Wednesday, December 30, 2009

Counting Word Frequencies

One of my favorite memes right now is for people to write small programs in various languages to compare and contrast and learn from one another.

Recently, someone blogged an example of counting word frequencies in a collection of newsgroup articles. The initial implementation was written in Ruby and Scala, with someone else implementing a Clojure solution. These solutions are compared for lines of code as well as time to run.

The basic idea is to iterate over a bunch of files, where each represents a newsgroup posting and is organized by newsgroup into directories. Split each file into words, and then increment a count per word found (comparing case-insensitively).

First, we need a test that is equivalent to the "\w" regular expression. In ASCII, this is essentially a-zA-Z0-9_. We use a short-circuit combinator to break early if one of the tests succeeds.

: \w? ( ch -- ? )
    { [ Letter? ] [ digit? ] [ CHAR: _ = ] } 1|| ; inline

We can then build a word to split a sequence of characters.

: split-words ( seq -- seq' )
    [ \w? not ] split-when harvest ;

This now leaves the main task of counting and aggregating the word counts. The Ruby and Scala examples do this sequentially, but the Clojure example tries to do things in parallel.

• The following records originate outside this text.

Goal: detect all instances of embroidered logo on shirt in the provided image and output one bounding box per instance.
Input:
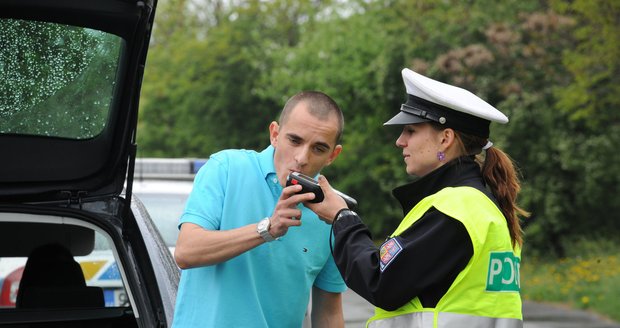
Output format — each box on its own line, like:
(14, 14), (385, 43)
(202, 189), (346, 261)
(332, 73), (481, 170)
(379, 238), (403, 272)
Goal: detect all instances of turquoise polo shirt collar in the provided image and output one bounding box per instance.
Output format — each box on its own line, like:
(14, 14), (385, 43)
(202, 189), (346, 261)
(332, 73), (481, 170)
(258, 145), (276, 178)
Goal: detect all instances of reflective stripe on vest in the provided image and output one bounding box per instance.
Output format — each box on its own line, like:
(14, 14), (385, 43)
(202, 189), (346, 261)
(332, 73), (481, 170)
(367, 187), (523, 328)
(368, 312), (523, 328)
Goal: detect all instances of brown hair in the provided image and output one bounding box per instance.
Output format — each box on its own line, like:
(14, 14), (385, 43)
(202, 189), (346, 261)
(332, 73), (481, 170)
(455, 131), (530, 247)
(279, 91), (344, 145)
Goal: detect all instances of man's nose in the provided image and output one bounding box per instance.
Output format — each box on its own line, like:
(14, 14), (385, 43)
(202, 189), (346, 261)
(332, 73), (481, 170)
(396, 133), (407, 148)
(295, 147), (310, 166)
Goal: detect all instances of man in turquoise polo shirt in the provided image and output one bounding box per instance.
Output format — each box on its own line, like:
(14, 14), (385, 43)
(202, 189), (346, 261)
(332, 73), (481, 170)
(173, 91), (346, 328)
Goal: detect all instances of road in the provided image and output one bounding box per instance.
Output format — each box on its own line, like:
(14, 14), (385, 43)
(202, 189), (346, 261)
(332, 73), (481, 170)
(343, 290), (620, 328)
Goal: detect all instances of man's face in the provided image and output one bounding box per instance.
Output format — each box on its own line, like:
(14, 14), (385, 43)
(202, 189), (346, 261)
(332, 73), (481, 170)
(269, 101), (342, 187)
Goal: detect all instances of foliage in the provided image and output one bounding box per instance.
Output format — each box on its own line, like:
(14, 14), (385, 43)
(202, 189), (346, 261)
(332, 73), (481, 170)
(521, 239), (620, 321)
(138, 0), (620, 257)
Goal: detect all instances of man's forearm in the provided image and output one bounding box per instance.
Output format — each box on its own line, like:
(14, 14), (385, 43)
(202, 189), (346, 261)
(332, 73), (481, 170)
(174, 223), (264, 269)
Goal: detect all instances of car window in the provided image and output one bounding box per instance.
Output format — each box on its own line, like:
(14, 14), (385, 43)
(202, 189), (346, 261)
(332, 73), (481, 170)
(0, 19), (124, 139)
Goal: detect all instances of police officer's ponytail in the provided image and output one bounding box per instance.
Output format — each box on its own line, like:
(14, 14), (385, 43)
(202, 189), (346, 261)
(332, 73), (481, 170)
(482, 147), (530, 247)
(456, 131), (530, 247)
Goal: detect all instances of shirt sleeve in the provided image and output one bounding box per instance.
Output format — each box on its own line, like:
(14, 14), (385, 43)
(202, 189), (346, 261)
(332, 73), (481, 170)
(334, 209), (473, 311)
(179, 155), (228, 230)
(314, 250), (347, 293)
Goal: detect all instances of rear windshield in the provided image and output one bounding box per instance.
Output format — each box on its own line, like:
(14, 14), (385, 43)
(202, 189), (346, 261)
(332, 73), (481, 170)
(0, 19), (124, 139)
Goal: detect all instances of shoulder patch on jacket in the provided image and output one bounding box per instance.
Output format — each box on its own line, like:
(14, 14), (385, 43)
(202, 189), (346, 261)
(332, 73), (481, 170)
(379, 237), (403, 272)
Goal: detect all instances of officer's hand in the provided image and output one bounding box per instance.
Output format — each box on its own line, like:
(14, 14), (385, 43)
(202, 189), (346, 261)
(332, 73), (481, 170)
(269, 185), (314, 238)
(304, 175), (348, 224)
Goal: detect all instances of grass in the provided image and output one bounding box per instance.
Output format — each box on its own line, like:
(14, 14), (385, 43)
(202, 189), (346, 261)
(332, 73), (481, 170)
(521, 241), (620, 322)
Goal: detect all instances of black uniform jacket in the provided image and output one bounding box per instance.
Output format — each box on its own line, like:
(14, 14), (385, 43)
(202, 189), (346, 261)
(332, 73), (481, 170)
(333, 157), (497, 311)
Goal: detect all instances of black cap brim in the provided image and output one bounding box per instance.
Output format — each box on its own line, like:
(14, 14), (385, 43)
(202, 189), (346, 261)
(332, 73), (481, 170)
(383, 111), (430, 125)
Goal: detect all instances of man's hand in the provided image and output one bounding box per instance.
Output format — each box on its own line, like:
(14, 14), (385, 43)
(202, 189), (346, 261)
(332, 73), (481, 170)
(269, 185), (314, 238)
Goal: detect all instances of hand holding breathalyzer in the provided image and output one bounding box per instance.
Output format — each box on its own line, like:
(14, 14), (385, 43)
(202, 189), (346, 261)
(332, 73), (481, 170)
(286, 172), (357, 224)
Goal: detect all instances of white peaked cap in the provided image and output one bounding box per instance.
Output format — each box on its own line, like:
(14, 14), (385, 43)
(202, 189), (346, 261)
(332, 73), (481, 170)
(384, 68), (508, 138)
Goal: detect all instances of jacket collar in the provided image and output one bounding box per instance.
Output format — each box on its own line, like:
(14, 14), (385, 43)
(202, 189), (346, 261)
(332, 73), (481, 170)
(392, 156), (495, 215)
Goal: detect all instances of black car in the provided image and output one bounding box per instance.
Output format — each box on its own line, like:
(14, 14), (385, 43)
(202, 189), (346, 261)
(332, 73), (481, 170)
(0, 0), (179, 328)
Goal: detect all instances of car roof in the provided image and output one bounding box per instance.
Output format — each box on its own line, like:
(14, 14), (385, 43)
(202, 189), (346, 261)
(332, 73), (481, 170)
(0, 0), (156, 203)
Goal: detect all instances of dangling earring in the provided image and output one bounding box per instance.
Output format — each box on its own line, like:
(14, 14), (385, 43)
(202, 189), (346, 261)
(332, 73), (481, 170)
(437, 151), (446, 162)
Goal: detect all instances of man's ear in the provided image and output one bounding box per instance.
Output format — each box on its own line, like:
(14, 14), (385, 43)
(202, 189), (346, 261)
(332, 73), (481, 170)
(441, 128), (456, 149)
(325, 145), (342, 166)
(269, 121), (280, 147)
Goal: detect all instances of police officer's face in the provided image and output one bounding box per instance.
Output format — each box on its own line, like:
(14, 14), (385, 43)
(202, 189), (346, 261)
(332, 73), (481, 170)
(396, 123), (443, 177)
(269, 102), (342, 186)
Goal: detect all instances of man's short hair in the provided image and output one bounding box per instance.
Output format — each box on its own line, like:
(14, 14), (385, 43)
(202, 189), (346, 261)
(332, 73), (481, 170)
(279, 91), (344, 145)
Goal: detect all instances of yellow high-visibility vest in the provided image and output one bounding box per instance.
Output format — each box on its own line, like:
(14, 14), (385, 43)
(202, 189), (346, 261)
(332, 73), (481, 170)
(367, 187), (523, 328)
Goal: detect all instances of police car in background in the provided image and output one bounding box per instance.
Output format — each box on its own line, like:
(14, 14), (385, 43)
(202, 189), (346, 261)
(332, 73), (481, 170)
(133, 158), (207, 255)
(0, 158), (207, 308)
(0, 0), (194, 328)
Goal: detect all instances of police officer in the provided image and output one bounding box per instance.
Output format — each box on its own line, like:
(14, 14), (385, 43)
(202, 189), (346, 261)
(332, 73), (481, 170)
(307, 69), (527, 328)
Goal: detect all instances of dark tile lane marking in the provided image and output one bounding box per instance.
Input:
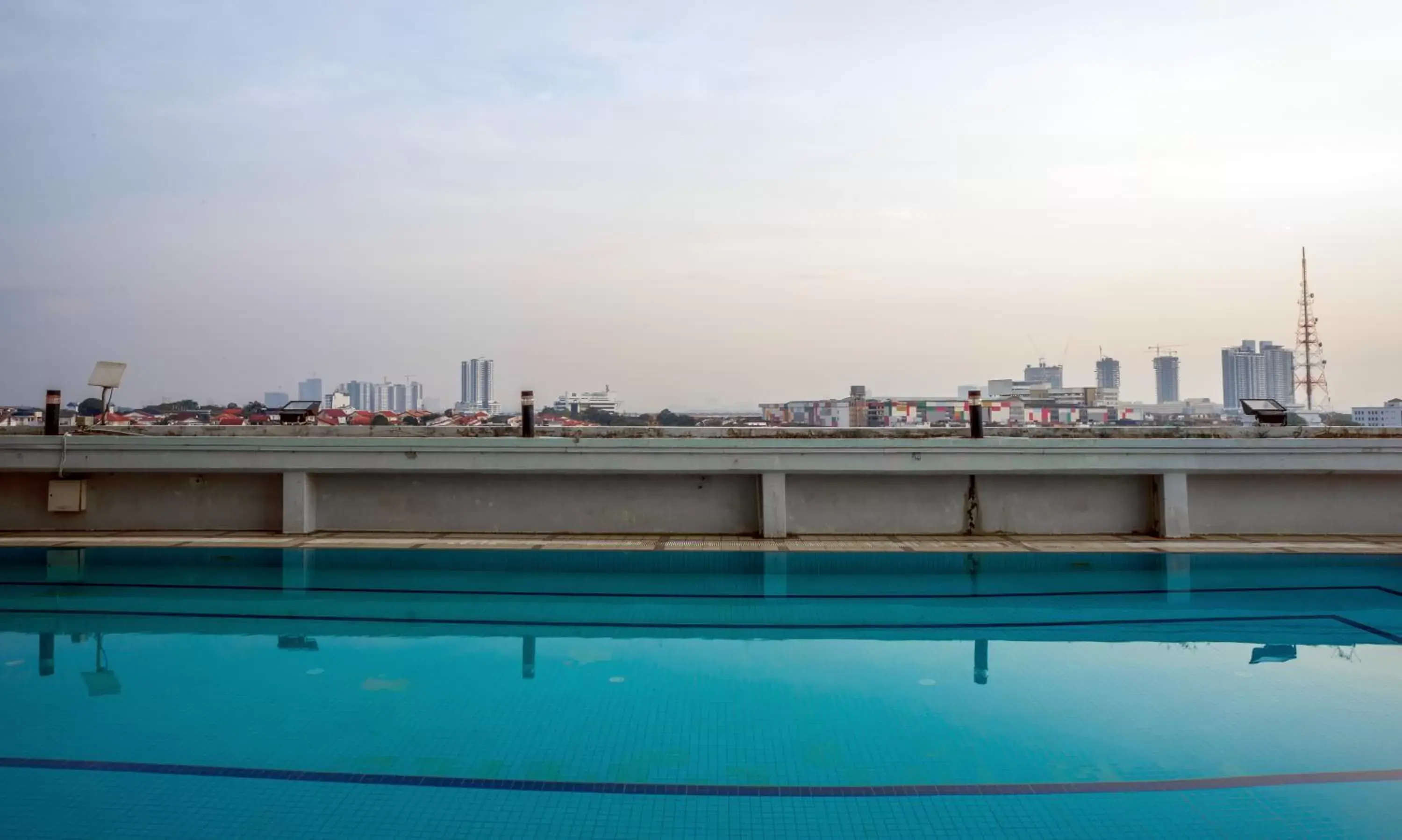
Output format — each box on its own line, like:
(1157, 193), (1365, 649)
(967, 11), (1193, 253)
(0, 607), (1402, 644)
(0, 756), (1402, 798)
(0, 572), (1402, 600)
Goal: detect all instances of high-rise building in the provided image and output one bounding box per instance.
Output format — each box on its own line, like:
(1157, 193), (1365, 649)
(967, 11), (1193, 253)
(1022, 359), (1061, 388)
(1223, 341), (1295, 412)
(458, 357), (498, 413)
(342, 380), (377, 411)
(1095, 356), (1120, 391)
(1154, 356), (1178, 405)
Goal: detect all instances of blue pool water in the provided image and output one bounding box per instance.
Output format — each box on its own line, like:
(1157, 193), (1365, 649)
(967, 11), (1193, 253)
(0, 548), (1402, 837)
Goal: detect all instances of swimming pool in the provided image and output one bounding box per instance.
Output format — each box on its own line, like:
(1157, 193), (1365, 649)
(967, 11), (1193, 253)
(0, 548), (1402, 837)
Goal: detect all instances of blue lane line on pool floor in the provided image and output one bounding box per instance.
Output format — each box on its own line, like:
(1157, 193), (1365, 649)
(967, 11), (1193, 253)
(0, 581), (1402, 600)
(0, 607), (1402, 644)
(0, 756), (1402, 798)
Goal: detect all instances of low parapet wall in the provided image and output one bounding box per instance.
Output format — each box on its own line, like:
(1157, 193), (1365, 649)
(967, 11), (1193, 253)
(0, 435), (1402, 537)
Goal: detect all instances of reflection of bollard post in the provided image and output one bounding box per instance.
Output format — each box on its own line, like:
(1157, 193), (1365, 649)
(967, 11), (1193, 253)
(39, 633), (53, 677)
(1164, 554), (1193, 605)
(282, 548), (315, 596)
(522, 391), (536, 438)
(43, 388), (63, 435)
(969, 391), (983, 439)
(764, 551), (788, 598)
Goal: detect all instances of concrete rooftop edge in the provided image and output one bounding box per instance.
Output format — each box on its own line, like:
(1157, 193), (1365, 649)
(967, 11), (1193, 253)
(8, 435), (1402, 474)
(0, 532), (1402, 552)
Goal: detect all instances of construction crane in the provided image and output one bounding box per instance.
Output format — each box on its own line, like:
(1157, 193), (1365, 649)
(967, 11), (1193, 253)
(1294, 248), (1329, 411)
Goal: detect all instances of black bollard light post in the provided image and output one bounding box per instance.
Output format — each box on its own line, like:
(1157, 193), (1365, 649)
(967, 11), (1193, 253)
(522, 391), (536, 438)
(43, 388), (63, 435)
(969, 391), (983, 441)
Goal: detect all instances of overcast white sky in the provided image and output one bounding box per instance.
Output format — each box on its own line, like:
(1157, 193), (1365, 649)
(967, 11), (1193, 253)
(0, 0), (1402, 409)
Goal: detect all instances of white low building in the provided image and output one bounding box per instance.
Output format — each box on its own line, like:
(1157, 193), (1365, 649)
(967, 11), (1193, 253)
(1353, 399), (1402, 428)
(555, 385), (621, 413)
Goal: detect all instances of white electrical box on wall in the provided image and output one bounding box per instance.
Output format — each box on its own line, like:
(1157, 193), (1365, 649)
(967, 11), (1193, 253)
(49, 478), (87, 513)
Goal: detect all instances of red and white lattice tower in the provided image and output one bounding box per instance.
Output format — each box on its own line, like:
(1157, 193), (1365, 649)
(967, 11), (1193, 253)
(1295, 248), (1329, 411)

We are going to keep it simple, and do things sequentially.

: count-words ( path -- assoc )
    f recursive-directory-files H{ } clone [
        '[
            ascii file-contents >lower 
            split-words [ _ inc-at ] each
        ] each
    ] keep ;

We need a word to generate the desired output (tab-delimited words and counts).

: print-words ( seq -- )
    [ first2 "%s\t%d\n" printf ] each ;

And another word to do the actual writing of output to files.

: write-count ( assoc -- )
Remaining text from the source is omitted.